L’analyste David Newman, chez Cormark Securities, souligne dans une note envoyée à ses clients que c’est le moteur gauche de l’avion qui aurait été sérieusement endommagé ou détruit au cours d’un incident « non confiné » (c’est-à-dire que des morceaux du moteur sortent de la nacelle, posant ainsi un danger pour le fuselage), ce qui a causé des dommages sur un côté de l’avion.

« Ce type d’incident [non confiné] est très rare et très sérieux. Si c’est effectivement ce qui est arrivé, ça pourrait entraîner un délai important dans le programme », dit un analyste, qui demande à ne pas être nommé.

David Newman fait par ailleurs valoir que les moteurs de l’appareil impliqués dans l’incident sont les deux premiers moteurs fabriqués par Pratt & Whitney et que des versions modifiées ont été installées sur les autres appareils utilisés pour les tests. « Les premiers moteurs ont apparemment un historique de consommation élevée d’huile, alors que la consommation d’huile des autres moteurs ne serait pas aussi importante. »

De plus, dit-il, la pompe à huile du moteur endommagé aurait été changée la veille de l’incident.

UNE EXPLOSION ?

Chez AltaCorp Capital, Chris Murray souligne de son côté que la thèse préliminaire de l’incident implique une section de la turbine du moteur, plutôt que la boîte de vitesses du ventilateur, une composante cruciale du moteur.

« L’enquête devrait prendre du temps, mais ce qui nous intéresse, c’est de savoir combien de temps il faudra afin de corriger ce problème. »

Turan Quettawala, de la Scotia, dit que le moteur semble avoir explosé. « À ce stade-ci, une explosion non contenue pourrait indiquer des ennuis non seulement avec le moteur, mais aussi avec la nacelle, ce qui pourrait nécessiter plus de travail. »

Bien qu’une grande portion des coûts directement associés à l’incident puisse revenir à Pratt & Whitney, un délai nuira assurément à Bombardier aussi, compte tenu de l’état précaire dans lequel se trouve son bilan, ajoute-t-il.

« Je soupçonne que les investisseurs ne sont pas d’humeur à donner le bénéfice du doute à Bombardier, dit Kevin Chiang, de la CIBC. L’exécution a été décevante depuis neuf mois et s’il ne s’agit pas d’un incident mineur, je crains que les investisseurs deviennent plus nombreux à lancer la serviette. »

De passage dimanche à Doha, au Qatar, pour participer à l’assemblée annuelle de l’Association internationale du transport aérien, le président et chef de la direction de Bombardier Aéronautique, Guy Hachey, a dit au cours d’une entrevue à un média spécialisé que les dirigeants avaient déjà une bonne compréhension de ce qui s’est produit et que c’était « très réparable ».

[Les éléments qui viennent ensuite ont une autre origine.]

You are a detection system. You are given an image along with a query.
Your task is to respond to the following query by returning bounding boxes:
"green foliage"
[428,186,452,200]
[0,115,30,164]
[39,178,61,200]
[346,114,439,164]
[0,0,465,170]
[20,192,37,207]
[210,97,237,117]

Plusieurs analystes ont toutefois indiqué que l’incident pouvait nuire aux efforts de vente et de marketing de la CSeries. « Le nouveau moteur de Pratt & Whitney était initialement perçu comme un facteur de risque lorsque le projet de CSeries avait été présenté », dit Walter Spracklin, de RBC.

« L’escompte lié au moteur avait largement disparu au cours des trois dernières années. La spéculation entourant la fiabilité du moteur pourrait maintenant refaire surface et nuire à l’obtention de nouvelles commandes. »

L’incident impliquant le moteur survient alors que Bombardier s’apprête à participer, le mois prochain, au populaire Salon aéronautique de Farnborough. L’entreprise révèle généralement deux semaines avant le Salon quels appareils y seront présentés. « Les ennuis avec le moteur pourraient mettre la CSeries sur la glace », dit David Newman.

Le PDG de Bombardier, Pierre Beaudoin, qui assistait hier à un événement public à Montréal, a accepté de commenter la situation. « Nous sommes en période de tests, c’est normal de vivre des événements [du genre] durant les essais en vol. J’aimerais rappeler que le moteur [de Pratt & Whitney] a reçu la certification des autorités concernées. »

Le titre a cédé 1,36 %, à 3,64 $, à la Bourse de Toronto hier.